3. Get a feel for the structure by rotating (using your mouse) and also zoom in/out (View  Zoom
In or Zoom out; you can use the shortcut as well)
• Can you identify the drug that is bound to this protein?
• You’ll also see a grey sphere, can you identify what this represents? [Hint: This is listed
in the bottom of the NCBI MMDB page you visited to download the structure.]
4. The default rendering is “worms” and in purple color. Try changing the rendering (Style 
Rendering Shortcuts), and color (Style  Coloring Shortcuts).
5. The second window has the amino acid sequence (in single-letter abbreviations) that makes-up
this protein. Highlight certain residues and see where they are in the protein 3D structure.
Examine how the amino acid sequence, which can be considered one-dimensional, is quite
different from the actual 3D protein structure.
6. The mutation of interest, T315I, is at the position described as “PDB 315”. In the typical Bcr-Abl,
this position is the amino acid threonine (T), but in this mutated variant, the amino acid is
isoleucine (I). Identity this position on the sequence and check if it’s indeed an isoleucine (I).
We’ll highlight this residue.
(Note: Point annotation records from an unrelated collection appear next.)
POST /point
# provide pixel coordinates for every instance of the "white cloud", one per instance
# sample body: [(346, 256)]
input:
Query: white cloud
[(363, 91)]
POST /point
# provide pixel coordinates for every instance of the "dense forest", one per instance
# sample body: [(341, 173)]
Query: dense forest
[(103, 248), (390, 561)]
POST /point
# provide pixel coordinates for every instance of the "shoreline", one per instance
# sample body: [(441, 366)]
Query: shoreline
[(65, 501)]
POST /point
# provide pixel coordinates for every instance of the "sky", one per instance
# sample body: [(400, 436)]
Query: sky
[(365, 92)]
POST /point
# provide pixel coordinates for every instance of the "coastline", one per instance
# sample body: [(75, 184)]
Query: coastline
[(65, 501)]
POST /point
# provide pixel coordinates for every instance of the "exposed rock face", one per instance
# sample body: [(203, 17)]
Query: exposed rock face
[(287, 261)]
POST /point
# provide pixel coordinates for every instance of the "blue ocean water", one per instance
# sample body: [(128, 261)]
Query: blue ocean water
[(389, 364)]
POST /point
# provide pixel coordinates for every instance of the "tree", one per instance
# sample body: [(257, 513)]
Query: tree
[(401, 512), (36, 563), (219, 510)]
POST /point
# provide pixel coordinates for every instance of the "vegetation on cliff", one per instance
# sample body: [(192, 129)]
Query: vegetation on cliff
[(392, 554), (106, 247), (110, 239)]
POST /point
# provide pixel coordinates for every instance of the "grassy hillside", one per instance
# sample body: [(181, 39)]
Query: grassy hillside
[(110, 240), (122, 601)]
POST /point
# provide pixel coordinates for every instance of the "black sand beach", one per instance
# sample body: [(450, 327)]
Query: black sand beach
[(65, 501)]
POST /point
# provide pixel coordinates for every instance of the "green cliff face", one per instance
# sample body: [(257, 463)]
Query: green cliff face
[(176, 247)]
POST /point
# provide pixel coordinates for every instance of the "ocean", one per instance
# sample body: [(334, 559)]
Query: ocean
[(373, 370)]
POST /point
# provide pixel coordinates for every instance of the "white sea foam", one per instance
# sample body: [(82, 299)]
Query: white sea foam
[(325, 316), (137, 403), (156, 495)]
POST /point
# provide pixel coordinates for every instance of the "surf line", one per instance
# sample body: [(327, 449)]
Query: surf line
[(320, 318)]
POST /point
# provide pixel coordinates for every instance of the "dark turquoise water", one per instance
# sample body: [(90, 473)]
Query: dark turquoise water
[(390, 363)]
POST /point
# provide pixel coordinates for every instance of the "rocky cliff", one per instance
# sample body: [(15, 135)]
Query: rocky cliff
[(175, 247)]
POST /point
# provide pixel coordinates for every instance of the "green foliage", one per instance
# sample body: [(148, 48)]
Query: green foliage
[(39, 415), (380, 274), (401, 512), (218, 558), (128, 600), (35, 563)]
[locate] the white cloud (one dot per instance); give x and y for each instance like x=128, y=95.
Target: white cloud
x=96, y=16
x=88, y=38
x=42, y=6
First we want to see the side chains of the amino acids, not just the
backbone (Style  Rendering Shortcuts  Toggle Sidechains). Select residue 315 (should be
highlighted in yellow), can you see the residue on the 3D structure? You may have to rotate the
protein.
7. We’ll now highlight this residue differently than default, go to annotate (Style  Annotate 
New) and give a name (“ mutation”) and description (“T315I mutation”). Click on “Edit Style”, in
“Protein backbone”, choose “Space Fill” and change Color Scheme to “User Selection”. Choose
a color of your choice under “User Color”, and select Apply. Do the same for “Protein
sidechains” and choose a different color but for “Rendering” use “Ball and Stick”. Select Done
for Style Options once complete, and click on OK in Edit Annotation.
[Note: Your selection will be still in yellow since the residue “I” was selected, simply click
anywhere on the protein sequence to un-highlight and get the selected coloring.] Zoom into
the residue and see how close it is to the drug.
8. Precision medicine application: Patients with chronic myelogenous leukemia (CML) are often
treated with a drug that binds inside a “pocket” of the Bcr-Abl fusion protein (right next to
amino acid 315) and reduces the effect of this oncoprotein. But if amino acid 315 is mutated
from threonine to isoleucine, theh side chain of the amino acid sticks out more into the drugbinding pocket. The drug no longer binds very well so the patient often develops resistance to
the drug, and the doctor needs to try another drug.